Archipelago est de ces disques d'une
redoutable évidence, qui promptement absorbent mais dont les fils se
remontent avec patience. Composée d'Acheson à la basse et au
laptop, de deux batteurs, Jamie Graham et Tim Lane, et de la
violoniste et keyboardist Poppy Ackroyd, la formation s'accompagne
sur cet album d'un violoncelle, d'une trompette, d'une harpe et d'une
clarinette. La musique de Hidden Orchestra sonne comme la cohésion
bruissante d'innombrables flux instrumentaux. Mélange
insaisissable de jazz, de pulsations hip-hop et d'électronica
crépusculaire, Archipelago se fait la bande-son de périples exaltés
et arides, peignant la fougue de tableaux vifs et impénétrables.
Toujours réflexif, tantôt en retrait,
tantôt sauvage et distillant des instants de breakbeat bien concret,
le jeu des batteries est pour beaucoup dans la façon dont ces 10
courtes histoires s'inscrivent au coeur du crâne, soulevant des
sarabandes internes et des vagues d'émotions. Alors que les titres
ont la bonne idée de se déployer au delà de cinq minutes, le
quartet s'amuse à décliner les points d'orgue, faisant lentement
refluer la puissance pour la laisser, la seconde d'après, vous
exploser entre les deux yeux, non sans éclats de percussions, de
poussière et de cuivres.
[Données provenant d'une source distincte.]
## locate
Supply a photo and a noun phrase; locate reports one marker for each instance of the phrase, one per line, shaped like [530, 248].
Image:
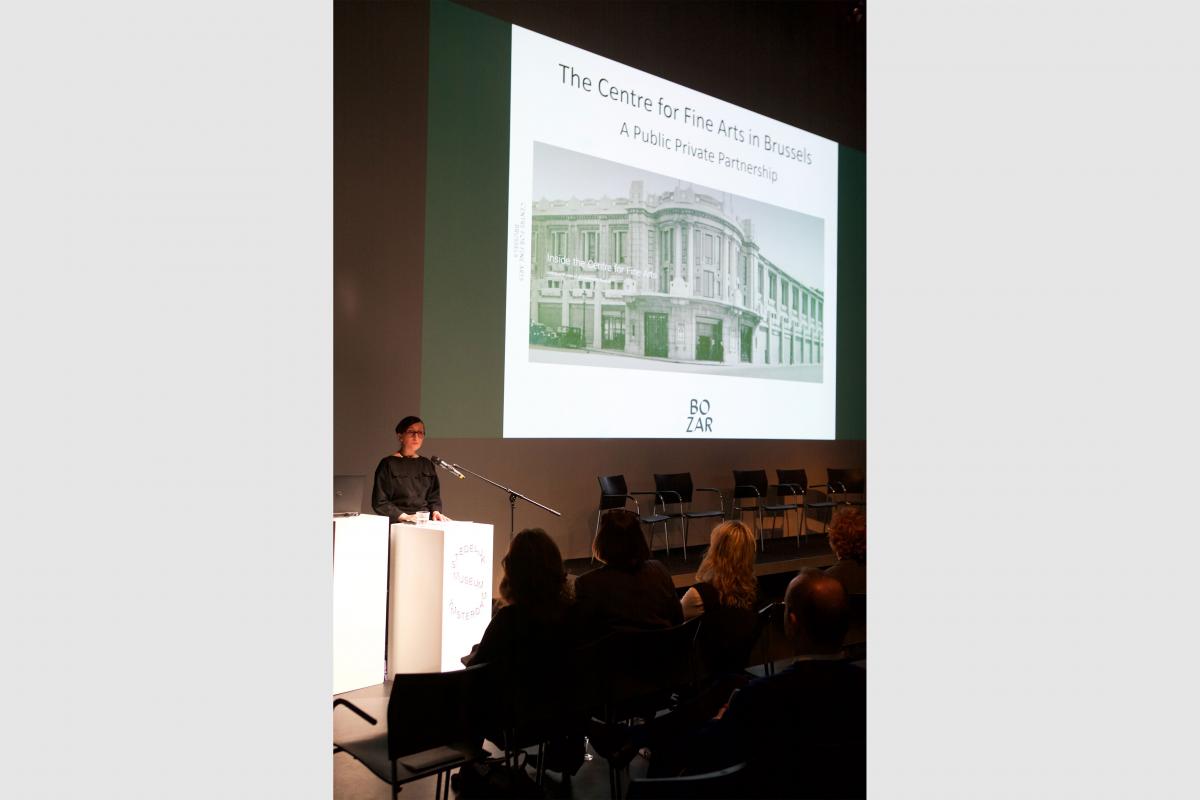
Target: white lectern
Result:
[360, 600]
[441, 594]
Ainsi Overture, sous un climat de
demi-jour, de flou et de frimas, érige des cathédrales de rythmes
et de volutes mélodiques. Les cordes enivrent, les textures
crépitent et la batterie fait de la voltige. On atteint des sommets
dès le premier morceau, sauf que la suite est faite du même et
splendide bois. Sur l'ouverture de Flight, on s'empêchera
difficilement de penser au Kilimanjaro Darkjazz Ensemble.
Si les teintes demeurent opaques et
décolorées, la délicatesse des arrangements fait entrer des pans
de lumière entiers. Les qualités de mélodiste de Joe Acheson sont
immenses. Le violon, le violoncelle, les cordes pincées et les
détails de cristal que l'homme conçoit de manière électronique
accordent à la musique de Hidden Orchestra une dimension
introspective et profondément romantique. La suavité se heurte au
désemparement, celui qui tenaille lorsqu'on supporte le poids des
choses trop belles. D'infinies arabesques continuent de se répandre,
les tonalités cinématiques gagnent en consistance, subtilement
appuyées par la trompette de Phil Cardwell. Les field recordings aux
goûts d'embruns et de cris de mouettes – enregistrés sur un
bateau au large de l'île écossaise de North Rona – rappellent que
la trame de l'album prend sa source dans les paysages irréels, dans
la solitude face à la mer, dans la nature saline qui borde la
région.
Intégralement instrumental et
absolument réussi, Archipelago fonde un peu plus le brio du quartet.
Il y a une semaine, le groupe se produisait au Petit Bain à
Paris, à l'occasion de leur release party. Autant dire que la
soirée fut belle.
Manolito
Waho !
RépondreSupprimerJe ne sais ce que je trouve de plus beau entre Archipelago, et l'article de ce blog sur Archipelago...
Allez, j'en rajoute une couche sur cet album - qui dès la 3ème écoute est entré dans mon panthéon musical personnel. Je vais essayer d'être bref, mes mots ne peuvent que salir ce bijou.
Je dirais que qu'en écoutant cet album, je sais pourquoi la musique existe. Il est de ces merveilles qui nous rassurent sur le monde, qui nous font nous sentir bien. Sentir que, même si un jour tout va mal dans ce monde, il y aura toujours quelque part un archipel où aller se réfugier.
Longue vie au Hidden Orchestra. Je vénère votre musique. Elle me rend encore plus heureux.